The unity of the South Pacific Tourism Organisation (SPTO) has been fractured by attempts to block Taiwan’s admission to it by China.
Three of SPTO’s 10 Pacific Islands members, Tuvalu, Kiribati and the Solomon Islands, are insisting that Taiwan is to be treated equally with China, which joined as a full member last April.
SPTO officials are anxious to prevent the fracture becoming a rift that could damage SPTO’s credibility as an agency deserving support from aid donors and possibly even cause the withdrawal of some of its Pacific Islands country members.
At least two SPTO meetings at which the China/Taiwan issue arose became heated ones.
Taiwan supplied SPTO with about F$400,000 in aid in the five to six years before China joined SPTO last year and then attacked a previous decision to also admit Taiwan as a full member.
The SPTO partly bowed to the Chinese by deferring Taiwan’s admission, but this aroused anger of its three pro-Taiwan government members.
At an SPTO Council of Tourism Ministers meeting held in Fiji, last December, it was again decided to defer a decision to the October 2005 meeting to be held in Papua New Guinea. SPTO officials have been instructed to report back on whether the organisation can placate China by resorting to devices under which China and Taiwan participate in such organisations as the World Trade Organisation, the Asia Pacific Economic Co-operation (APEC), the Pacific Asia Travel Association, the Olympic Games, and also the annual Pacific Islands Forum heads of government meeting.
One device is to admit Taiwan, which China claims to be its colony, as a country given some form of special status but not treated as the sovereign state of the Republic of China, a name that China objects to.
Taiwan has told the SPTO that it will not press the membership issue for the time being so as to avoid trouble with China.
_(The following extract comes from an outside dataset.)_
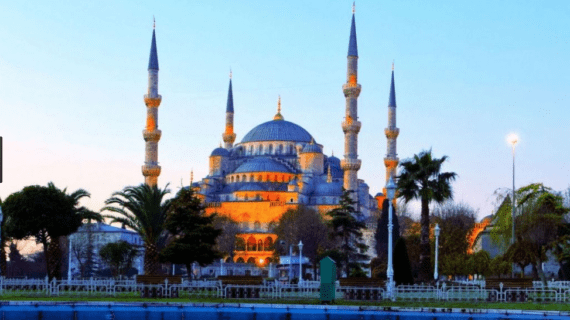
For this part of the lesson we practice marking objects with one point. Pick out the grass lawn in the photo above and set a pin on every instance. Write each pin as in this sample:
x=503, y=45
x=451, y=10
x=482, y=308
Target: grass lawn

But it says it will not accept the name of “Taiwan, China” or any other name that would undermine its claim to sovereignty. As a compromise it is prepared to be referred to simply as Taiwan, it says.
The line taken by Taiwan’s SPTO friends is that the SPTO is a politically neutral agency that is free to invite any country to join it without bending to pressure for terms or conditions from sources it wants aid from.
Since China and Taiwan could become major sources of future custom for the South Pacific’s tourism industry, the SPTO is anxious to court and capture the support of both countries. Taiwan began contributing to the SPTO budget at a time when the European Union contributions to its recurrent budget ended in 2001 and the organisation’s slipped into a dire financial position.
The Suva, Fiji, headquartered organisation decided to attempt to rake up more revenue by inviting Japan, France, India, the United States, Australia and New Zealand to join the SPTO Council of Tourism Ministers and also four small Forum members, Nauru, Palau, the Marshall Islands and Federated States of Micronesia.
France replied that French Polynesia and New Caledonia were its two representatives. Japan said it had budgetary worries, India is still thinking about membership and the United States refused, saying it had shut down its aid office for the South Pacific. Australia and New Zealand have not so far replied to the invitation.
China quickly responded to an invitation to join, apparently hoping to squeeze Taiwan out of the SPTO orbit.
Last April it paid a US$75,000 annual membership fee and last December at a tourism ministers meeting, it said it would commit US$100,000 to SPTO’s operations and development projects. The SPTO’s 2005 budget will be the first to exceed F$1 million (US$580,000).